Limitations & Caveats

  • Image data diversity: Maritime welds vary widely in material, geometry, lighting, corrosion, etc. The model must be robust to these variations; overfitting to a narrow set of images is a risk.

  • Depth of defects: If defects are internal or subsurface and not visible in images, optical methods may miss them. Supplementary sensor modalities (ultrasound, radiography) may still be necessary.

  • Compute and deployment constraints: Running models in field conditions (on ships/offshore platforms) may face power, connectivity, and hardware limitations. Ensuring efficient model size, inference speed, and rugged hardware is necessary.

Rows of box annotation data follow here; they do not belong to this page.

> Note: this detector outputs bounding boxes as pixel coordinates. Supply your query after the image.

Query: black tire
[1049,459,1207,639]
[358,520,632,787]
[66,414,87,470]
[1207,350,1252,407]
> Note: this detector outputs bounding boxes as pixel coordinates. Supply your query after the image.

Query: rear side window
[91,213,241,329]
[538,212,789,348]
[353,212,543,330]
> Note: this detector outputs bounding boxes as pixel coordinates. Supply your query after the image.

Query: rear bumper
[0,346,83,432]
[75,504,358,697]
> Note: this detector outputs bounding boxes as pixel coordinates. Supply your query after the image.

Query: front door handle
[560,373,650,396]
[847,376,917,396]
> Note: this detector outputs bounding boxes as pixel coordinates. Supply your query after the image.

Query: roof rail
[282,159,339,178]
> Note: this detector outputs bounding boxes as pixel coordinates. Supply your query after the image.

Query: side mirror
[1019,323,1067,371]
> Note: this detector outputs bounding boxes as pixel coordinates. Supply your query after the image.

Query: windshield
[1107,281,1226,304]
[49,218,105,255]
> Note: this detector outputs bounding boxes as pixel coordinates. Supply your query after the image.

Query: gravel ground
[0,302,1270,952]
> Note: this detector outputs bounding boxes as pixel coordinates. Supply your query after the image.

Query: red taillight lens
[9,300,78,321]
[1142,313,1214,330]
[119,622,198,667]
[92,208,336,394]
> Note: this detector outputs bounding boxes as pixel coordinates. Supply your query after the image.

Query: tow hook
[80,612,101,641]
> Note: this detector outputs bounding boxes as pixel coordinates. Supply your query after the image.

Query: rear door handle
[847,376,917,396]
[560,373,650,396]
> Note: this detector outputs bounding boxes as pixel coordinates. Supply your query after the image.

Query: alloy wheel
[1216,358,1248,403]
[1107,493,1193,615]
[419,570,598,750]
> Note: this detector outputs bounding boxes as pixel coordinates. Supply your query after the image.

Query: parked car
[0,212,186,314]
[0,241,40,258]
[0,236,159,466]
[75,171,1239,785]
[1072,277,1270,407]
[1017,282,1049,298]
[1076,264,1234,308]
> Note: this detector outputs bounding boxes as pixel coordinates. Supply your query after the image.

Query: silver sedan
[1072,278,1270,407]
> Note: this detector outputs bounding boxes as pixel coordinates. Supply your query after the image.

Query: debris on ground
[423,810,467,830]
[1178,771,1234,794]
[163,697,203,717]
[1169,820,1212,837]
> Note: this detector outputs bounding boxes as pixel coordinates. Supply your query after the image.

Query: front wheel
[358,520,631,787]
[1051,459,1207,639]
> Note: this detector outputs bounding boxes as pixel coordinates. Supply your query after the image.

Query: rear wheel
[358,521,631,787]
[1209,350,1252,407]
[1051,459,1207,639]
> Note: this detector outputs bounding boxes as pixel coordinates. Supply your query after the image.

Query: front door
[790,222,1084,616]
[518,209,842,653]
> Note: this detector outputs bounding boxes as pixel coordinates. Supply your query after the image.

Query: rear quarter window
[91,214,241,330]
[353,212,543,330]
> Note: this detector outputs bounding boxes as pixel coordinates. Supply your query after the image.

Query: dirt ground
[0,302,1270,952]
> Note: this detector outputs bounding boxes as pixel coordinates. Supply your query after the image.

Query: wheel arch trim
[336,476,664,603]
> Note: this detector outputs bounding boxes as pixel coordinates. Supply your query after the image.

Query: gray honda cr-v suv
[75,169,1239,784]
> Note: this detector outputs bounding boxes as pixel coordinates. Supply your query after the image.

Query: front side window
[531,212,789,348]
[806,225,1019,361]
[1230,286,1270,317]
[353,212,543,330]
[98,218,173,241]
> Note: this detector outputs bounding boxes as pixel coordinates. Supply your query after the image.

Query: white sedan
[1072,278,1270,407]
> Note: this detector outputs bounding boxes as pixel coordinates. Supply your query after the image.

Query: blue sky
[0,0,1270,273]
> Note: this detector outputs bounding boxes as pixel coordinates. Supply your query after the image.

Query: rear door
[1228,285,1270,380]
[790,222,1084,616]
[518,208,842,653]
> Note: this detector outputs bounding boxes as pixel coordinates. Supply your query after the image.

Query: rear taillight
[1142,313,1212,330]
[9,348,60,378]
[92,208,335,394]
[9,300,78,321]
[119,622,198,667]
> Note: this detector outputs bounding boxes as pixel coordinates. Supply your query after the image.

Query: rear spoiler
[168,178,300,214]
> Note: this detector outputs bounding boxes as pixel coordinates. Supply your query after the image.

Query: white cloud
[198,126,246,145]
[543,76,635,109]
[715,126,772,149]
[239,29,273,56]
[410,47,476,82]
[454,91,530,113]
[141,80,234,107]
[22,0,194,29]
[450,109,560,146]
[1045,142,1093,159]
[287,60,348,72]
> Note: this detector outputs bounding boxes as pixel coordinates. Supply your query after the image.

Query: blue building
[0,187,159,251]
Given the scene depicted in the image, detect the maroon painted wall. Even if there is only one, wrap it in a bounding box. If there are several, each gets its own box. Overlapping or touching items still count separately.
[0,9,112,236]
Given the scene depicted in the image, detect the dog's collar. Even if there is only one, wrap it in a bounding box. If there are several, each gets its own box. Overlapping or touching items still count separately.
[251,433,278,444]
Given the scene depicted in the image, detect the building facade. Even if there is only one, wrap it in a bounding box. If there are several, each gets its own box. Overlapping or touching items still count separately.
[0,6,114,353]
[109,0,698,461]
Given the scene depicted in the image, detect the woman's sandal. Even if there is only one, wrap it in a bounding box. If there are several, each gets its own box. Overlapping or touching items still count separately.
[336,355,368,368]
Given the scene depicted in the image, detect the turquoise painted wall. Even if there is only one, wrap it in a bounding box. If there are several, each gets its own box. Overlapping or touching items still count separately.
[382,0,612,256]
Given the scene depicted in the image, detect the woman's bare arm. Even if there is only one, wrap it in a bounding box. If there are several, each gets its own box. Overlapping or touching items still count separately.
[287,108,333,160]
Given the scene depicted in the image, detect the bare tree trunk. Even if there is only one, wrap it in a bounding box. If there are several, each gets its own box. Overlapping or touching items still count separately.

  • False positives/negatives cost: In inspection settings, false negatives can be dangerous; false positives can be costly (unnecessary repair). Balance must be carefully managed.

Conclusion

This case study advances welding defect detection by combining performance with interpretability, a crucial step for safe adoption in maritime and offshore contexts. Adapt-WeldNet, with its model selection, interpretability, and human oversight components, offers a promising path forward. For industries with high safety demands, such frameworks are likely to become standard. It also suggests that future welding QA systems will not only need good detection accuracy, but transparency, domain expert integration, and robustness under adverse conditions.